SINGAPORE - Disabled people can look forward to more opportunities for socialising among themselves and with the wider community.
A new site in Redhill, to be ready in the second half of next year, will have an art gallery featuring works by the disabled, and could offer activities such as flea markets and urban farming.
It will be a one-stop centre where the disabled and their caregivers can get information, referral and employment services as well as apply for grants.
Yesterday, plans for the 30,000 sq m site, as big as four football fields, were unveiled by government-established agency SG Enable, which offers services for people with disabilities.
Its office is already at the 141 Redhill Road site, which used to house the Employment and Employability Institute under the National Trades Union Congress.
Speaking at the launch, Minister for Social and Family Development Chan Chun Sing said he hopes the new place will lead to three types of "connections".
The first two are about connecting the disabled with job opportunities available to others, and connecting the disabled with the rest of society.
"We didn't want this place just to be an exclusive one for people with disabilities, as if it is a part that is divorced from the larger society," he said.
He hopes the new site will also be one where people can connect with their "inner selves".
It will have facilities for on- the-job training in the food and beverage and retail sectors. And there will be disabled-friendly features such as lifts, ramps and sheltered walkways from the Redhill MRT station.
SG Enable's chief executive Ku Geok Boon said: "Through the services and infrastructure on this site, we hope to enable people with disabilities to... pursue independent and dignified lives."

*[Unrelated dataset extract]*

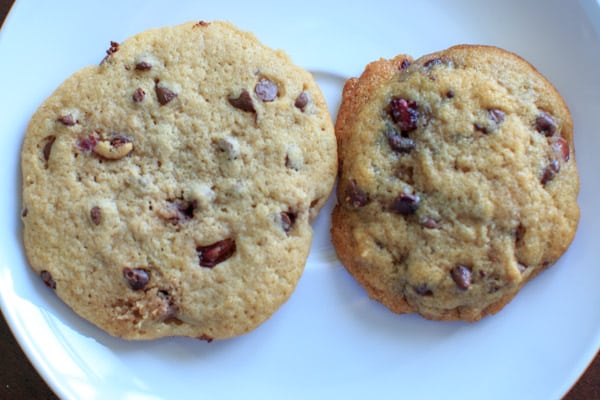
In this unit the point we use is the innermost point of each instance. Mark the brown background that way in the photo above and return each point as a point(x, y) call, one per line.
point(19, 380)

Help groups such as the Society for the Physically Disabled (SPD), Autism Resource Centre and the Movement for the Intellectually Disabled of Singapore will have satellite offices at the site.
SPD executive director Abhimanyau Pal said offering multiple services under one roof would be helpful.
Housewife Marsita Rubianti, 40, whose 12-year-old son is intellectually disabled, said that he could go to the site for job training while she could tap other information services.
Mr Phillip Tan, chairman of Community Chest, yesterday said it has raised $2.5 million for the upgrading of the site.
This will be matched dollar for dollar by the Government.
A naming contest for the new site was also launched yesterday.